The Alphonse Group includes three beautiful islands: Alphonse, Bijoutier and Saint François. It's located 210 miles south-west of Mahe and 96 miles south-west of Desroches. The closest island is Marie Louise, in the southern part of the Amirante Group, at about 50 miles. There is only one way to get there: by boat. Normally it is better to make a stop in Desroches, where you can fill up your fuel tanks and spend a night in safe anchorage. Some very good diving is to be had along the reef in the south-east side of the island, while diving in the lagoon is poor because the coral was damaged by a cyclone a few years ago. In the late afternoon you can leave for the last 96 miles, so you can arrive in Alphonse with the sun light. It is important to plan to arrive before dark, because anchoring is not very easy and entering the shallow lagoon in the dark is difficult. Desroches also has a small but perfect airstrip with daily flights from Mahe, so you can arrange to have a boat waiting for you there and fly to Desroches (about 40 minutes), thus saving one day of sailing. The first thing you notice arriving at Alphonse is the abundance of coconut-palms covering the whole island. During the English colonial period this atoll, as many others, was used as a plantation for copra production.
Alphonse, the principal island of the Alphonse Group, is a small triangular island barely 1.2 kilometres wide, sheltered by a spectacular coral reef. Located 400 kilometres south-west of Mahé, Alphonse was initially developed around the coconut industry and was also mined for guano (decomposed bird droppings). The island remains an important nesting ground for turtles and colonies of sea birds. Alphonse is one of the few among Seychelles’ outer islands to offer accommodation in 25 luxury bungalows and 5 executive suites. The island provides excellent opportunities for fly-fishing, deep-sea fishing, and diving in virgin waters. Alphonse is serviced by air from the main island of Mahé in a flight time of one hour.
Bijoutier Island is a circular 2-acre island, set like a gemstone as if to crown the beauty of the lagoon.

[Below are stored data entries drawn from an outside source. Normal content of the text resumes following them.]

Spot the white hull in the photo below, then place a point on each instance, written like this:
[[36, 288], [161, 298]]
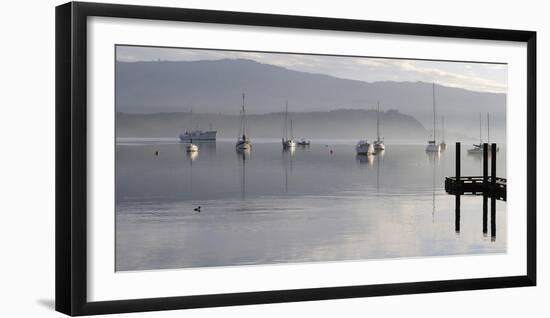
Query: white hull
[[364, 148], [290, 143], [379, 146], [192, 148], [433, 147], [479, 150], [243, 145], [199, 135]]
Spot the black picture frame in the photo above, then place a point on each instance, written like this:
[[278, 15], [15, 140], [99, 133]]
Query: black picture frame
[[71, 157]]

It occupies a place of pride within the crystalline turquoise water. It is fringed with beach shrubs and coconut palms. A walk around the island will take only a few minutes. The island which has never been inhabited, boasts a variety of wildlife that includes colonies of frigate birds, turtles, giant blue mud-crabs as well as, now, a world renowned population of bone-fish. Excursions to Bijoutier can be made from Alphonse.
Saint François Island
Saint François is a low-lying, v-shaped, flat reef cay with a fringe of coconut palms, separated from its larger neighbour, Alphonse, by a narrow but deep canal. The island itself only formed relatively recently and is not mature, and its poor topsoil has placed limitations on its development. The island once supported a population of a handful of men engaged in harvesting coconuts but the plantation was never productive. The sand flats surrounding Saint François today offer what is widely considered to be the best bone-fishing in the world, for fly-fishing guests staying at the nearby Alphonse Island Lodge.